The matchup in itself is fantastic. These are the winningest and third-winningest programs of all time and two of the bluest of blue bloods facing off. Not only that, but these programs are connected in so many ways, a handful of which KU laid out in its release announcing the series. The faces and names that have made both programs elite are bound together much stronger than the fact that the schools have played just 12 times, but seven have come in the NCAA Tournament and two to decide NCAA titles (1957 and 2022).

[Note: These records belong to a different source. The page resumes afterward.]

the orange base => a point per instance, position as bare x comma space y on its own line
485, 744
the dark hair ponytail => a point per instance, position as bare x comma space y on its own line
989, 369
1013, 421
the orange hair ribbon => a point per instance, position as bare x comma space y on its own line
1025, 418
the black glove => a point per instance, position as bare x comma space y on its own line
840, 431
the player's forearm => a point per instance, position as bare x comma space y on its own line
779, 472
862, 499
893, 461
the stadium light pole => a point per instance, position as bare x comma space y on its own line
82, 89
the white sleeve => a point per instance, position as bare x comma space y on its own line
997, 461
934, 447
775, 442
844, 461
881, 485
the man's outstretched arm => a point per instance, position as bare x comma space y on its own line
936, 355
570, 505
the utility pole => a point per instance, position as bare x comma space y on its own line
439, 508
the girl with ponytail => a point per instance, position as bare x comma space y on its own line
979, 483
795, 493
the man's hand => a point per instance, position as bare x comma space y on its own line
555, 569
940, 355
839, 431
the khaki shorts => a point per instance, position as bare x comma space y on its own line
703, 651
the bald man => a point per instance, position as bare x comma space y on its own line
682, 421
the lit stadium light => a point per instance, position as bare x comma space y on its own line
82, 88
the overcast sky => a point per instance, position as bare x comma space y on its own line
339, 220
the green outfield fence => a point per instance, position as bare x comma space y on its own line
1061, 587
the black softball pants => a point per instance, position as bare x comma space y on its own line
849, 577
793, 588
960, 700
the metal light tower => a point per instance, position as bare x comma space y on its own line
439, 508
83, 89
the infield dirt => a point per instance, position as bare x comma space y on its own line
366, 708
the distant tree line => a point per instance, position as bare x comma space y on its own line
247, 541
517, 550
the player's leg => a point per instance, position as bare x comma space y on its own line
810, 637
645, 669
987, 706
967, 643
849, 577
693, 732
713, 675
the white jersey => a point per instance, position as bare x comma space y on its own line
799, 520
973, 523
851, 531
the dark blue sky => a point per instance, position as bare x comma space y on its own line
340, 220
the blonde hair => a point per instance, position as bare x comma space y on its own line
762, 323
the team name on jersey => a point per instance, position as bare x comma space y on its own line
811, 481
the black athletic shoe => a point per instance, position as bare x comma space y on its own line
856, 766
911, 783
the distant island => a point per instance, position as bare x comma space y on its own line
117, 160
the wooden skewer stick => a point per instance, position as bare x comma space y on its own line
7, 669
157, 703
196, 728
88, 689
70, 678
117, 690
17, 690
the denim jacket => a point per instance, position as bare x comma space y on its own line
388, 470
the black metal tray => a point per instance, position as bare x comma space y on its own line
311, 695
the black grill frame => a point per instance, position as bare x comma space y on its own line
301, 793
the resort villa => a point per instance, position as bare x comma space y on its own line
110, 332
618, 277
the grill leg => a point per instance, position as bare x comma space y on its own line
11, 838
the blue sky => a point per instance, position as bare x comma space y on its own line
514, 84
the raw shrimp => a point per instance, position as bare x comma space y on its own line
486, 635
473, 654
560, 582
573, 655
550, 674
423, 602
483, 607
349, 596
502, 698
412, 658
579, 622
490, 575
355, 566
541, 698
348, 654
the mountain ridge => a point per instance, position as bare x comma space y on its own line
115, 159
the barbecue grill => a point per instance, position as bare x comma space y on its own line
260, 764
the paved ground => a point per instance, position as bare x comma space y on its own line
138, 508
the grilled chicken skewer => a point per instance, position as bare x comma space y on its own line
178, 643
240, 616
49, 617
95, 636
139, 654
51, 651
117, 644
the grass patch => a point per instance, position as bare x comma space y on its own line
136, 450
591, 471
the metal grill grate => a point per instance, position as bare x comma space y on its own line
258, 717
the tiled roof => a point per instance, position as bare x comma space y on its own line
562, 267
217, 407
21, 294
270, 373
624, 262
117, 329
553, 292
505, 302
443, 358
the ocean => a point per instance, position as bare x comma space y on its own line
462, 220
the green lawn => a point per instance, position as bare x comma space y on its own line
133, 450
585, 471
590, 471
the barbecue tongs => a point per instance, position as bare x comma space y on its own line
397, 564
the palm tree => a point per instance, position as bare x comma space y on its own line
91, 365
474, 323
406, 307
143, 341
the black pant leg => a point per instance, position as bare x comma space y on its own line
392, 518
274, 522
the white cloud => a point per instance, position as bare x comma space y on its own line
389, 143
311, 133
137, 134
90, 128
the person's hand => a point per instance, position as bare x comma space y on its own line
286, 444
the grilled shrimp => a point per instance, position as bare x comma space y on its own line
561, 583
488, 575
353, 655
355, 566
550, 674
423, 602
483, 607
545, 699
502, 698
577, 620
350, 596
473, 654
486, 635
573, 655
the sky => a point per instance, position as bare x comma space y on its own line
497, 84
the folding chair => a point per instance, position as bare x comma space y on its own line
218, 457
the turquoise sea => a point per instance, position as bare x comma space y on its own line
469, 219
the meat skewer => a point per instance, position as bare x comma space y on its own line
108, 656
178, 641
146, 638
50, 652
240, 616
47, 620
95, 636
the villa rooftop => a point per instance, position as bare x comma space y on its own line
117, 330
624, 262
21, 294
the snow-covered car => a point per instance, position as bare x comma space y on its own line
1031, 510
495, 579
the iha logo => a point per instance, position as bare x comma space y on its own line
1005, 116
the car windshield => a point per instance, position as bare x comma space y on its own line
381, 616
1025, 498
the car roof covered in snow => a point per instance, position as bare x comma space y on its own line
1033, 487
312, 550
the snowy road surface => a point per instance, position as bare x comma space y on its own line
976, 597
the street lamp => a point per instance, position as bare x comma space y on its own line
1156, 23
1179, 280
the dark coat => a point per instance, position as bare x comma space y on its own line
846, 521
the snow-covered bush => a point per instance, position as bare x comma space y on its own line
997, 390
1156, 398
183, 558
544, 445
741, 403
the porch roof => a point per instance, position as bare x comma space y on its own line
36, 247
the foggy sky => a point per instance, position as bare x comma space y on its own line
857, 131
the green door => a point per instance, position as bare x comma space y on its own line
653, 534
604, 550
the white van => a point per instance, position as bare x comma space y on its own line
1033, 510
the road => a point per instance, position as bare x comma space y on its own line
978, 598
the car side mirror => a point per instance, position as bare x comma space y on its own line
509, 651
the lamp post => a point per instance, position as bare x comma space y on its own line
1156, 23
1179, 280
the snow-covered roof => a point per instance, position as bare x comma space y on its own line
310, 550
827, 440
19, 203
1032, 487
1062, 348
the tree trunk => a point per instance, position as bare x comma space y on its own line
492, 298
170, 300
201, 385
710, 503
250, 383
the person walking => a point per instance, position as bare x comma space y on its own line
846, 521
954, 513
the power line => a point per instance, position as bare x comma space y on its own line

It’s also the blueprint of what college basketball needs more of, especially that time of year. Yes, football is still going on, but there is an appetite to watch greatness against greatness. The Champions Classic feels like the official kickoff to the season, but it’s alone on an island in terms of marquee matchups until you get to Thanksgiving week (and even those are hit and miss). Old-school coaches like Coach K and Jim Boeheim were known to schedule cupcake after cupcake in November and December, rarely leaving their respective arenas or playing power-five opponents until conference play began. John Calipari has a bit of a reputation for that as well, outside of the Champions Classic.

Meanwhile, coaches like Bill Self, Tom Izzo, and Mark Few have been leading the charge of keeping the sport interesting in the late fall. And it seems like maybe younger coaches are more comfortable following suit. Duke’s Jon Scheyer mentioned a more aggressive scheduling style than his mentor, and so far has shown it by agreeing to a home-and-home with Arizona.

But it’s not just that Kansas and UNC are playing. It’s where they’re playing. We need more games like this on college campuses and in historic venues. The Champions Classic is great, comparatively, because those fan bases travel, but many of the Thanksgiving tournaments don’t have quite the same reputation. And the trend has been to schedule neutral sites near their home cities for reasons of money and a more level playing field.

Games on college campuses with students in town make the sport so much more relevant leading up to conference play. Kansas and Kentucky playing in the Champions Classic is always good, but when they face off in the Big 12/SEC Challenge in Allen or Rupp, it’s another level. Imagine UCONN traveling to Indiana and Assembly Hall the second week of the season, or UCLA heading up to Gonzaga to play in the Kennel.

Credit to Self and Hubert Davis for signing off on this series. The calendars are officially circled for November 8, 2024 and November 14, 2025. Now let’s hope others follow.